Extraído de su libro de cuentos Alumbramiento (Páginas de Espuma, 2009), Andrés Neuman  nos ofrece estas reflexiones sobre lo que debe ser el cuento:

Dodecálogo de un cuentista
1. Contar un cuento es saber guardar un secreto.
2. Aunque hablen en pretérito, los cuentos suceden siempre “ahora”. No hay tiempo para más ni falta que hace.
3. El excesivo desarrollo de la acción es la anemia del cuento, o su muerte por asfixia.

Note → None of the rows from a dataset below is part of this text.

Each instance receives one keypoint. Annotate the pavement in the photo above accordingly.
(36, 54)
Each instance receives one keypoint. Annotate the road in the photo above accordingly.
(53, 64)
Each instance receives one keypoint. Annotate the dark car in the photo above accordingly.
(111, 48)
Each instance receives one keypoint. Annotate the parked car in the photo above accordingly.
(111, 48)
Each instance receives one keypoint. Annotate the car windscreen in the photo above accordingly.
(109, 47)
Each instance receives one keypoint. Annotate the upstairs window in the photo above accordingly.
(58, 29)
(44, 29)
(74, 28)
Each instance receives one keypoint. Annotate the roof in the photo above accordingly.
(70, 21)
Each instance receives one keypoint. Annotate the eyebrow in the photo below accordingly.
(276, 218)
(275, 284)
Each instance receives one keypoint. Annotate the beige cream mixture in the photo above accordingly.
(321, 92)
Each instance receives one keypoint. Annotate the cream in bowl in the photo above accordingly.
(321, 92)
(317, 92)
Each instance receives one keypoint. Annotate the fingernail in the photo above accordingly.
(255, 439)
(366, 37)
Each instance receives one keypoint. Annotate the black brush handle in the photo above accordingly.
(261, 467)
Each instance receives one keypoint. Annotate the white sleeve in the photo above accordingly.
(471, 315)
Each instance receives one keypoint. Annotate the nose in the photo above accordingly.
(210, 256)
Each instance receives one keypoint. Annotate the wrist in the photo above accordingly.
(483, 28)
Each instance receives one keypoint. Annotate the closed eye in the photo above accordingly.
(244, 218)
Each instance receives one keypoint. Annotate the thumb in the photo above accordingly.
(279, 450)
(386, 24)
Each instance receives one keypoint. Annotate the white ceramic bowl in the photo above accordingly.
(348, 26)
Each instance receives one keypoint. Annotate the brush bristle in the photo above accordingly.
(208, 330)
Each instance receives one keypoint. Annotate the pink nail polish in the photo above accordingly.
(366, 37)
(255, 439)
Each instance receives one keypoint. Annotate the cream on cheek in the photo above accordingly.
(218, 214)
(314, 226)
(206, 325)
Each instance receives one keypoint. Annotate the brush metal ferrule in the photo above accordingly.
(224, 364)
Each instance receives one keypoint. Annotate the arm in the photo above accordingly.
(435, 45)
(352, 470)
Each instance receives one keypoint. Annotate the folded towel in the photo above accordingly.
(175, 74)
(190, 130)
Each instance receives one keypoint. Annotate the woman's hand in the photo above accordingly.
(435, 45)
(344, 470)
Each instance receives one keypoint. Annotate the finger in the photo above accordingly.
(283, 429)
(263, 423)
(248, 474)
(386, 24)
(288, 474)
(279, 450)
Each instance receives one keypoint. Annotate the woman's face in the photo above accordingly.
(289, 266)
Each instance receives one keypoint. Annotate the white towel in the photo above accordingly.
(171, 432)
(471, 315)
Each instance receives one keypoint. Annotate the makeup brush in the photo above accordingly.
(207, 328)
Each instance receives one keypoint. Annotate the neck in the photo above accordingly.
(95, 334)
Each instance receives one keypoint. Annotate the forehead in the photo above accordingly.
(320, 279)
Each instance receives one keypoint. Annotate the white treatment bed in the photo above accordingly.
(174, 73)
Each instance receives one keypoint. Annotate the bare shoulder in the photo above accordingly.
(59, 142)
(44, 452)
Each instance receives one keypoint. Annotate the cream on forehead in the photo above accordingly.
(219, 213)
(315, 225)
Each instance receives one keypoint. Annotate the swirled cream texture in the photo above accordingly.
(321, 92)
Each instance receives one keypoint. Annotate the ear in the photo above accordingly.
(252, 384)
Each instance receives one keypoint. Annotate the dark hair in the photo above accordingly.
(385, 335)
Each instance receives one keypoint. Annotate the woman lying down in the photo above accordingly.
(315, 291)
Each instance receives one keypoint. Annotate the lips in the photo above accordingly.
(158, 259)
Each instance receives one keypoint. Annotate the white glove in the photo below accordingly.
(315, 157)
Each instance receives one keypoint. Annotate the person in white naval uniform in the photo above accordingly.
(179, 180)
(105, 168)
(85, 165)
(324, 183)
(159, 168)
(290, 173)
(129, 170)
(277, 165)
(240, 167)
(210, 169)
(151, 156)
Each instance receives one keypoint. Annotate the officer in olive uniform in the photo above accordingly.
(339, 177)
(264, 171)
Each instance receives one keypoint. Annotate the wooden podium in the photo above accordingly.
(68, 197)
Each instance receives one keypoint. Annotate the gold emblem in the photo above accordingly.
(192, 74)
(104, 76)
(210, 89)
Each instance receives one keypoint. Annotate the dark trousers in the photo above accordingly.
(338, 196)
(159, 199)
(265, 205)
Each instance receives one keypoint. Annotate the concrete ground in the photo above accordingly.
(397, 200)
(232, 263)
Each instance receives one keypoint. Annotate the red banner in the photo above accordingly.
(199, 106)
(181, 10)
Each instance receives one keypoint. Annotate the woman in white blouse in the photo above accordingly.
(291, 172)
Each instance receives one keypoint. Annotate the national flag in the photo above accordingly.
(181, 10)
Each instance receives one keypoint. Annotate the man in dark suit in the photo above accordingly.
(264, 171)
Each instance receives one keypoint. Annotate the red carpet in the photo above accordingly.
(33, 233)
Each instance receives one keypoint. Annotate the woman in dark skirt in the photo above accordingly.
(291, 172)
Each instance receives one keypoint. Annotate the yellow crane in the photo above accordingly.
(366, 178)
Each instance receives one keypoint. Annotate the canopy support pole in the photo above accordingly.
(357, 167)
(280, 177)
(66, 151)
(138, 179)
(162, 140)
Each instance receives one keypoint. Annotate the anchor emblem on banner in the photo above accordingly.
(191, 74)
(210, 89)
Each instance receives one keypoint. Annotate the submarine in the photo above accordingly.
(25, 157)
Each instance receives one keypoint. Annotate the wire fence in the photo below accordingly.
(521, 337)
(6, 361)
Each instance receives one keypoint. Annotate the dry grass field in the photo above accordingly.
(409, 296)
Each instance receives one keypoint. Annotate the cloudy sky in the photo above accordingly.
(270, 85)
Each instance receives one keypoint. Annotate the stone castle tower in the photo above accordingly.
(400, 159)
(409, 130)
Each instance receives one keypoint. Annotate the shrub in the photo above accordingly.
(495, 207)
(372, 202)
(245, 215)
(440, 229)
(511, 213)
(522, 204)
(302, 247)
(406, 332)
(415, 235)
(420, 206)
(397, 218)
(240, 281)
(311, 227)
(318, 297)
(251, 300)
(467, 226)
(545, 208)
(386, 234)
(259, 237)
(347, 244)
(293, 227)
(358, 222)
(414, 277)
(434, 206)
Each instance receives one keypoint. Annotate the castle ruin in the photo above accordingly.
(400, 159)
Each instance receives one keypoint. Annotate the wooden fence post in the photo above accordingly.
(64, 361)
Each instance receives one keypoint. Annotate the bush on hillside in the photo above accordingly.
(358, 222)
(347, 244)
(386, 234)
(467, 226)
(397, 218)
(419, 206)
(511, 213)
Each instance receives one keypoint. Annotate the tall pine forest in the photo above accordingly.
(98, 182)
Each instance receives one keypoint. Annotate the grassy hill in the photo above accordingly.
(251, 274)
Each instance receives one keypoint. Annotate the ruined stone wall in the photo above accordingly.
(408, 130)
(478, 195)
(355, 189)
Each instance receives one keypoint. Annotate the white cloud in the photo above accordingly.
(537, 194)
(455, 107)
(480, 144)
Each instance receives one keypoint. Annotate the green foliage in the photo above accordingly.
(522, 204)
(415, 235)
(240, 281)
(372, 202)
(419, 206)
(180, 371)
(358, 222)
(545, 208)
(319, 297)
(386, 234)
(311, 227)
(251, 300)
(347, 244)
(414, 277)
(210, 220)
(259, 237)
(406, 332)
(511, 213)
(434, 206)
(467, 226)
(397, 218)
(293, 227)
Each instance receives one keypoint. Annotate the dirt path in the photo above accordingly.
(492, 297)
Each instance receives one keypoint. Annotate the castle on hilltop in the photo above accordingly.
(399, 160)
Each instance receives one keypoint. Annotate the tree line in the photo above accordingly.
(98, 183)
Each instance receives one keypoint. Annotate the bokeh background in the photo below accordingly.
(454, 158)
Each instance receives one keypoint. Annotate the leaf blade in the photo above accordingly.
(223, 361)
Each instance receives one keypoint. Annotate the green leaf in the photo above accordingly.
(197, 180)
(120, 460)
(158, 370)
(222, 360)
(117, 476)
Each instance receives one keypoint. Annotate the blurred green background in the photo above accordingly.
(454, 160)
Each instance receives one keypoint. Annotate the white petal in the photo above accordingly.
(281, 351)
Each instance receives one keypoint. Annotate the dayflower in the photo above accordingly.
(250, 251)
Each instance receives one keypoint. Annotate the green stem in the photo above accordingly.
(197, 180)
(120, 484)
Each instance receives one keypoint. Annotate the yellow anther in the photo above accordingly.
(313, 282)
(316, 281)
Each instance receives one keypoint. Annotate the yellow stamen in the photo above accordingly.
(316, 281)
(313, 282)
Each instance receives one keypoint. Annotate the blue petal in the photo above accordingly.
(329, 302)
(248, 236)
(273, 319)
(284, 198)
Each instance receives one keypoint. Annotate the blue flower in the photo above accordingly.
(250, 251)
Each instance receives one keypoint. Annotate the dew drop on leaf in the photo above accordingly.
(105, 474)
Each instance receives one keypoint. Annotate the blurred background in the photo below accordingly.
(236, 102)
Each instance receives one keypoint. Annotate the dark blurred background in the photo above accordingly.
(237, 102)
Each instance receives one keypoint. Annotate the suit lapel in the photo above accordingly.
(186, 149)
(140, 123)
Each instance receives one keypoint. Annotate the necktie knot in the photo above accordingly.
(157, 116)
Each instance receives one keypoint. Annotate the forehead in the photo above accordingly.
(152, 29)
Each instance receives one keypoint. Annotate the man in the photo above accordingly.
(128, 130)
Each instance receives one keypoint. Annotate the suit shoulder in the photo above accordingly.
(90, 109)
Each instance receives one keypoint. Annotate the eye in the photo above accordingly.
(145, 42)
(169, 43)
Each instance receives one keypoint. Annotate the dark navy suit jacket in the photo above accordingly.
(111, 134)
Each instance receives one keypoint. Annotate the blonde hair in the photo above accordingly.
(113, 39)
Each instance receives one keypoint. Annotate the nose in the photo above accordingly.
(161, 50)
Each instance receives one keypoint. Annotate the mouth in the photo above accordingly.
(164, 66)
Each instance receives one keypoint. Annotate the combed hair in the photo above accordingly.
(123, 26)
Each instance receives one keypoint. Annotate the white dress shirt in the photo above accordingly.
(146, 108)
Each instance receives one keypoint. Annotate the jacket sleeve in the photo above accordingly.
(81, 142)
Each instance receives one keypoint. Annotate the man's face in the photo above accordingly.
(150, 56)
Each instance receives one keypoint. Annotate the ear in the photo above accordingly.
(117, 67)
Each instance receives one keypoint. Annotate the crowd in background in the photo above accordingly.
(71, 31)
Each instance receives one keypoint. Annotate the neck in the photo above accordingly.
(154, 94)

4. En las primeras líneas un cuento se juega la vida; en las últimas líneas, la resurrección. En cuanto al título, paradójicamente, si es demasiado brillante, se olvida pronto.
5. Los personajes no se presentan: actúan.
6. La atmósfera puede ser lo más memorable del argumento. La mirada, el personaje principal.
7. El lirismo contenido produce magia. El lirismo sin frenos, trucos.
8. La voz del narrador tiene tanta importancia que no debe escucharse demasiado.
9. Corregir: reducir.
10. El talento es el ritmo. Los problemas más sutiles empiezan en la puntuación.
11. En el cuento, un minuto puede ser eterno y la eternidad caber en un minuto.
12. Narrar es seducir: jamás satisfagas del todo la curiosidad del lector.

Nuevo Dodecálogo de un cuentista
1. Si no emociona, no cuenta.
2. La brevedad no es un fenómeno de escalas. La brevedad requiere sus propias estructuras.
3. En la extraña casa del cuento, los detalles son los pilares y el asunto principal, el tejado.
4. Lo bello ha de ser preciso como lo preciso ha de ser bello. Adjetivos: semillas del cuentista.
5. Unidad de efecto no significa que todos los elementos del relato deban converger en el mismo punto. Distraer: organizar la atención.
6. Anillo afortunado: a quien escribe cuentos le ocurren cosas, a quien le ocurren cosas escribe cuentos.
7. Los personajes aparecen en el cuento como por casualidad, pasan de largo y siguen viviendo.
8. Nada más trivial, narrativamente hablando, que un diálogo demasiado trascendente.
9. Los buenos argumentos jamás pierden tiempo argumentando.
10. Adentrarse en lo exterior. Las descripciones no son desvíos, sino atajos.
11. Un cuento sabe cuándo finaliza y se encarga de manifestarlo. Suele terminar antes, mucho antes que la vanidad del narrador.
12. Un decálogo no es ejemplar ni necesariamente transferible. Un dodecálogo, muchísimo menos.